理系教授の秘密は甘々のはじまり

教授の本性

波実が首にかけたタオルで髪から落ちてくる滴と汗を拭ってくると、明らかに軽そうな30代の男性二人が近寄ってきた。

男性二人は、波実の座っているソファの両サイドに腰かけると

「お姉さん、一人?友達待ってるの?お風呂上がりで凄く色っぽいね」

波実は怪訝そうな顔をすると、ソファから立ち上がろうとしたが、両サイドから腕をとられもう一度座らされる。

「逃げなくてもいいじゃん。これから一緒に観光に行こうよ。お友だちも誘ってさ」

周囲にいる親子連れやおじさんは、哀れみの目を向けるものの助けてはくれない。

「あの、私,,,」

「誰と観光に行くって?」

後方からドスの効いた低い声が聞こえてきた。お風呂上がりの真澄は紺色の浴衣を着て、男の色気を撒き散らしている。

いやいや、波実の連れと出かけるというなら真澄が該当するということ。男に誘われて怒っているのだろうか?

「殴られる前にその手を離せよ」

真澄の眼力は鋭く今にも相手を射ぬいてしまいそうなほどに光っている。そして、素早く男二人の手を払いのけた。

「イヤ、俺達はただ,,,」

「失せろ。品のない客はこの宿には不似合いだ」

男達はライダースーツを来ており、温泉目的のためだけに訪れているのが一目でわかる。

お客の一人が、絡まれている波実を心配して女将と支配人を呼んでくれたようで、すかさず仲介に入ってくれた。

男性二人は波実に謝罪すると、支配人に連れられてロビーの方へ消えていった。

「お嬢さん、ごめんなさいね。あの二人、ロビーをスルーして勝手に大浴場に入ってきたみたいで。いつもはこんなこと絶対にないんだけど」

「大丈夫です。ちょっと触られただけですから」

「大丈夫じゃない。
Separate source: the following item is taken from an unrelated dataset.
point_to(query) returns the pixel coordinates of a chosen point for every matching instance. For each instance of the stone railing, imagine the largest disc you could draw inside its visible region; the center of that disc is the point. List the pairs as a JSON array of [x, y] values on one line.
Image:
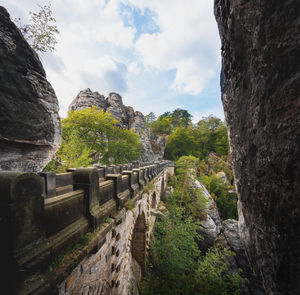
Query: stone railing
[[43, 215]]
ベタベタ触りやがって。マジで殴ってやればよかった」

真澄の言葉に波実は大きく首を振った。

「本気じゃなかったと思うしからかわれただけですよ」

「そんなわけあるか!そんな色っぽい格好して無自覚か?」

真澄の隣で美鈴がクスクスと笑っている。

「ごめんなさい。真澄があんまりにもいつもと違うから」

「笑い事じゃない」

波実は肩身が狭いと感じながらも、ふと、周囲の人に注目を浴びていることに気づいてしまった。

「真澄さん、私もう部屋に戻ります」

「ああ、そうしよう」

「真澄さんは女将さんとゆっくりしてきてください」

波実はそういうと、着替えをいれた袋を抱えてその場を駆け出した。